Unauthorized DHCP servers can cause real problems in a network by allocating incorrect or conflicting configuration information to clients. For example, an administrator or power user might install and start a DHCP server, unaware that one or more DHCP servers already exist on the network. There was previously nothing to prevent this "rogue" DHCP server from starting. Windows Server 2003 addresses that potential problem.
The Active Directory (AD) stores a list of authorized DHCP servers. When a Windows Server 2003 DHCP server in a domain starts, it attempts to determine whether it is listed as an authorized server in the AD. If it is unable to connect to the AD or does not find itself listed in the AD as an authorized server, it assumes it is unauthorized and the service does not accept DHCP client requests. If the server does find itself in the AD, it begins processing client requests.

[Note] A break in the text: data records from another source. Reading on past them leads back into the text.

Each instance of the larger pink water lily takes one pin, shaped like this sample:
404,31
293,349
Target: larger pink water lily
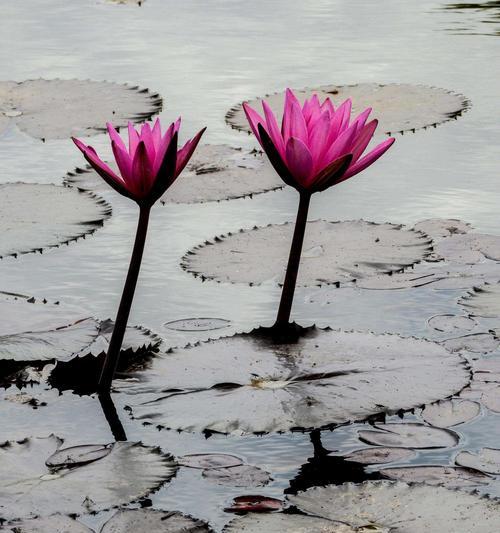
150,163
317,145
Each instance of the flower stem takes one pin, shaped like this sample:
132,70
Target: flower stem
111,361
283,318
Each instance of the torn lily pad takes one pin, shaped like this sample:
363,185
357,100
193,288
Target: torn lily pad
250,384
333,252
59,109
30,488
413,508
409,435
59,214
399,107
215,173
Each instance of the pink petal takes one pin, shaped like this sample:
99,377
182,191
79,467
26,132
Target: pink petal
370,158
299,160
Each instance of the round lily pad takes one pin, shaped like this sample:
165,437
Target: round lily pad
59,109
448,413
399,507
399,107
34,217
30,488
153,521
451,477
214,173
410,435
333,252
250,384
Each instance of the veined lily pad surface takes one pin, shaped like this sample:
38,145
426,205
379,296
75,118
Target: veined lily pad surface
333,252
59,214
399,107
30,488
59,109
248,384
215,173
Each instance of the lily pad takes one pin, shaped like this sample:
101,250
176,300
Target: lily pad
214,173
399,107
59,214
410,435
153,521
29,488
59,109
249,384
333,252
291,523
448,413
451,477
238,476
400,507
487,460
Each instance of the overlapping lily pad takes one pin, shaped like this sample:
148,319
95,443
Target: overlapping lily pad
399,507
334,252
29,488
35,217
399,107
215,173
250,384
59,109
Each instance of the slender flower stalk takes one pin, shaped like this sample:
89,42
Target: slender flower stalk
317,146
146,169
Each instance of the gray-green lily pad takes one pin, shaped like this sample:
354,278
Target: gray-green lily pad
35,217
409,435
214,173
448,413
487,460
59,109
399,107
451,477
29,488
250,384
290,523
153,521
333,252
401,508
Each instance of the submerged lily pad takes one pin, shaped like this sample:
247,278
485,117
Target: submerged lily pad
409,435
333,252
214,173
250,384
399,107
35,217
29,488
449,413
59,109
399,507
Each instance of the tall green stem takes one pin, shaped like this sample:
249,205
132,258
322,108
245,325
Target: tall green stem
292,269
111,361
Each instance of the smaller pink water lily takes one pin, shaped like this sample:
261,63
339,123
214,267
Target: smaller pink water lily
150,163
317,145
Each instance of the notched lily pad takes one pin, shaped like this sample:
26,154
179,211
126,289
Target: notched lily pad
448,413
334,252
35,217
214,173
399,107
251,384
30,488
411,508
451,477
59,109
409,435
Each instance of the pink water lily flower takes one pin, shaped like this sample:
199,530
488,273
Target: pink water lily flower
150,163
317,145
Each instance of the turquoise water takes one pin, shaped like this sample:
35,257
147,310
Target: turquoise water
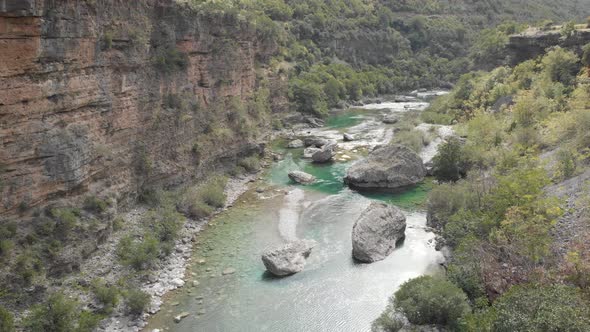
333,293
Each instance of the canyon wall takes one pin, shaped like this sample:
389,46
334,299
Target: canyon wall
113,96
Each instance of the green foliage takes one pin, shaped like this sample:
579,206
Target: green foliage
568,29
450,164
489,47
107,296
118,223
566,164
6,320
431,300
27,266
386,322
212,192
586,55
138,253
414,139
56,314
250,164
561,66
541,308
136,301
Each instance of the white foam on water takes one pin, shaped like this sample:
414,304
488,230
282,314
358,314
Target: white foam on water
289,214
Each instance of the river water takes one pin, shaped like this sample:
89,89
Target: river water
333,293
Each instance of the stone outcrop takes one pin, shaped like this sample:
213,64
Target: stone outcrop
388,167
535,41
301,177
376,232
325,154
288,259
115,96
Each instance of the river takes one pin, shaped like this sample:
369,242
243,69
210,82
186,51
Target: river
333,293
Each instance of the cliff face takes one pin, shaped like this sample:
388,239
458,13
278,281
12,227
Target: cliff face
109,96
534,42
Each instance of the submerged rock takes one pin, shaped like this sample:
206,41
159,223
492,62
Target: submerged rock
182,315
390,119
308,152
325,154
288,259
388,167
301,177
348,137
317,142
295,144
376,232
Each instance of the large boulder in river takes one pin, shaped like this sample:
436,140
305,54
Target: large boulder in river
295,144
308,152
288,259
376,232
387,167
317,142
325,154
301,177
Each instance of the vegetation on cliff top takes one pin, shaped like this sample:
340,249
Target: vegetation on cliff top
525,130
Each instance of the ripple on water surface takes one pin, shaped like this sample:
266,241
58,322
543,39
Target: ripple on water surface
333,293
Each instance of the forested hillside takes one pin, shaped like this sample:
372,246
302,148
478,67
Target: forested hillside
512,202
341,50
105,104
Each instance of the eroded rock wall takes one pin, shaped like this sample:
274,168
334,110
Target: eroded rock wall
108,96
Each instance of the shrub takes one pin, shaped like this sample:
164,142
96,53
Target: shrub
426,300
586,55
107,296
6,320
386,322
212,192
56,314
449,164
65,220
431,300
199,209
566,164
88,321
561,66
414,139
95,204
27,266
541,308
118,223
136,301
139,254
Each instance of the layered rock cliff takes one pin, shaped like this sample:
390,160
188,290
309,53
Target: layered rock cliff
534,42
113,96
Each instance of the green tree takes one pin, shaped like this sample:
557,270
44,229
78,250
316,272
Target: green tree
449,164
57,314
561,66
586,55
6,320
431,300
541,308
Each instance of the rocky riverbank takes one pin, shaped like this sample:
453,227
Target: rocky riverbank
169,273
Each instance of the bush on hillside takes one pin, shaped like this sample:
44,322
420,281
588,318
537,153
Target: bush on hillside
450,164
6,320
136,301
56,314
541,308
430,300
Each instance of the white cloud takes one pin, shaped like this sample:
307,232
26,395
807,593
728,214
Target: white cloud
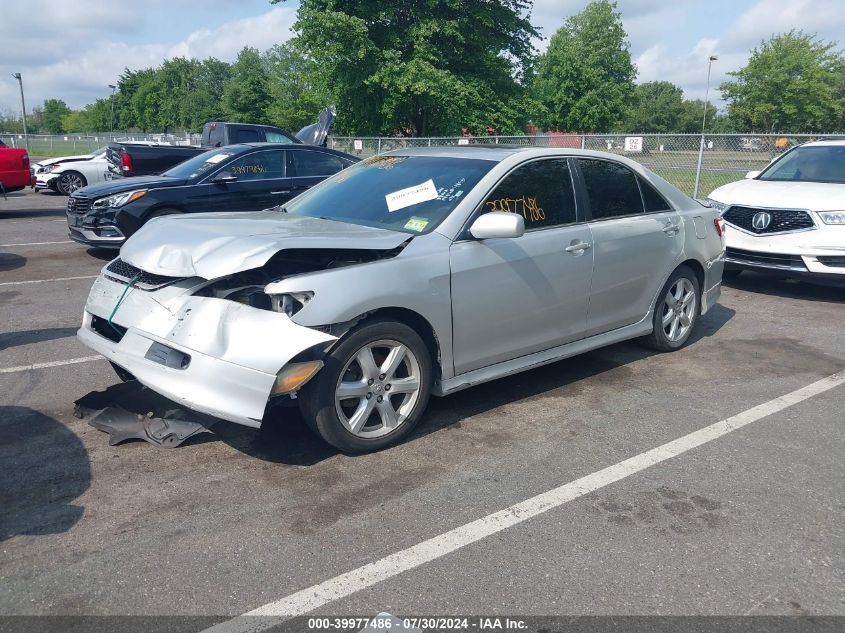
80,74
767,17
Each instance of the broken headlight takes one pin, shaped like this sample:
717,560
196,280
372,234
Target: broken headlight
290,303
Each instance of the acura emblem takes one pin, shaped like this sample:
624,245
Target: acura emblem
761,220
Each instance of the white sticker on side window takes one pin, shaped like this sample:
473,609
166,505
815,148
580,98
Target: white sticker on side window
411,196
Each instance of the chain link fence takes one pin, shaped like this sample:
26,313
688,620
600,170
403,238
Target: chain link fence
57,145
724,157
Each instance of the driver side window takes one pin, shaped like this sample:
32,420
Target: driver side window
540,191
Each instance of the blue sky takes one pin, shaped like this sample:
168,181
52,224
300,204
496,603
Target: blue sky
73,50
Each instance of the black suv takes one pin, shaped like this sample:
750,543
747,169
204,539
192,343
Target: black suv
245,177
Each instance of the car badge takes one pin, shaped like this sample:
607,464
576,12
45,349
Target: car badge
761,220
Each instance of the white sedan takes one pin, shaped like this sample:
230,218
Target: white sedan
69,173
790,218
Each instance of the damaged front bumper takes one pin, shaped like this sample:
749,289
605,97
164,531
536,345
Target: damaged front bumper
211,355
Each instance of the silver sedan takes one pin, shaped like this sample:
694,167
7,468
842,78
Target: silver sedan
413,273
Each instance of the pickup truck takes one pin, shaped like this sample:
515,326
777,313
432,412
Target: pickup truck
15,173
131,159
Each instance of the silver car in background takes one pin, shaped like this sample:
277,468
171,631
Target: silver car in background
423,271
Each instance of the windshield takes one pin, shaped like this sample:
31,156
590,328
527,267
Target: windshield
820,163
411,194
200,164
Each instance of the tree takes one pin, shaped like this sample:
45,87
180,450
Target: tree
656,106
54,111
420,68
791,83
246,95
296,93
585,77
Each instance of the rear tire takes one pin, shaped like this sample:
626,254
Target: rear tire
69,182
676,311
373,388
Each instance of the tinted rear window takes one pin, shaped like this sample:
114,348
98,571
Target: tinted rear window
653,200
611,189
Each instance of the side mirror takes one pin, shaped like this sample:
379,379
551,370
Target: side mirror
224,178
497,224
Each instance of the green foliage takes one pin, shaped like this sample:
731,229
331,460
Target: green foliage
792,83
75,121
297,93
585,77
420,68
54,110
246,95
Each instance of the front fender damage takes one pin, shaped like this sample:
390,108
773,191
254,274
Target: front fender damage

Workgroup DHCP servers (standalone servers not belonging to a domain) behave somewhat differently. When a workgroup DHCP server starts, it broadcasts a dhcpinform message. Any domain-based DHCP servers on the network respond with dhcpack and provide the name of the directory domain of which they are a part. If the workgroup DHCP server receives any dhcpack messages from domain DHCP servers, the workgroup server assumes it isn't authorized and does not service client requests. If a workgroup DHCP server detects no other servers or detects only other workgroup DHCP servers, it begins processing client requests. Therefore, workgroup DHCP servers will not operate on a network where domain-based DHCP servers are active, but they can coexist with other workgroup DHCP servers.